Was the public relations & communications surrounding the WHI findings flawed and a debacle that continues to plague women's health 20+ years later? ABSOLUTELY. Initial front-page headlines reported that hormone therapy caused cancer and the damage was done. Women flushed their hormone therapy down the toilet. Physicians stopped prescribing.

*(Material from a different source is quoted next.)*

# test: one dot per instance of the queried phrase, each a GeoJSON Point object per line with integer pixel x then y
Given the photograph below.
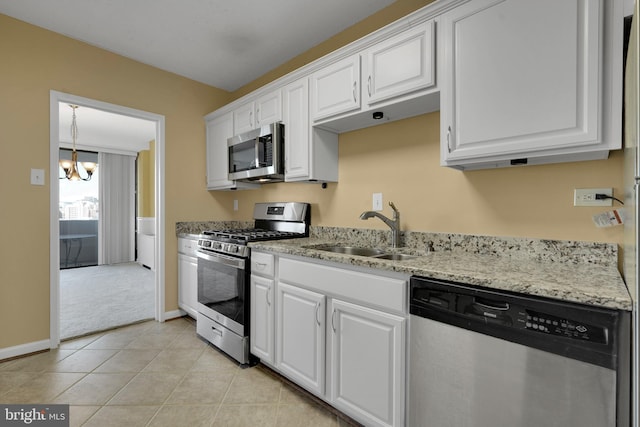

However, the tide has turned back.
Today, menopause hormone therapy is regarded as an effective, individualized protocol, where, for the majority of women, the benefits outweigh any risks (prescribers perform individualized benefits vs risk assessments before starting ANY therapy; not just hormone therapy). It continues to be a well-researched protocol, regarded as a first-line treatment and recommended, for optimal benefits, women start hormone therapy within 10 years of menopause (12 months period-free) or under the age of 60. This is a guideline and not a deadline. TAP BELOW for more:
A great read is Estrogen Matters by Dr. Avrum Bluming and Carol Tavris, PhD
Thanks for reading this far. I'm not sure what your definition of “brief" looked like, but I do hope this synopsis helps 🙂 In closing, I will share 3 things:
I started progesterone therapy at age 48 and added estradiol after I reached menopause at age 49. I review at least once-per-year with my prescriber and I do not have any intentions of stopping hormone therapy unless I had an adverse health experience that called for it (i.e. a stoke.) I will always share my story. You have to get informed and make the health decisions right for you.
It is not my job to convince or tell anyone to take hormone therapy.
It is my job to convince everyone to have an investigative conversation with their health team about the potential benefits (heart, brain, bone and genitourinary health) of hormone therapy (short and long-term) for them.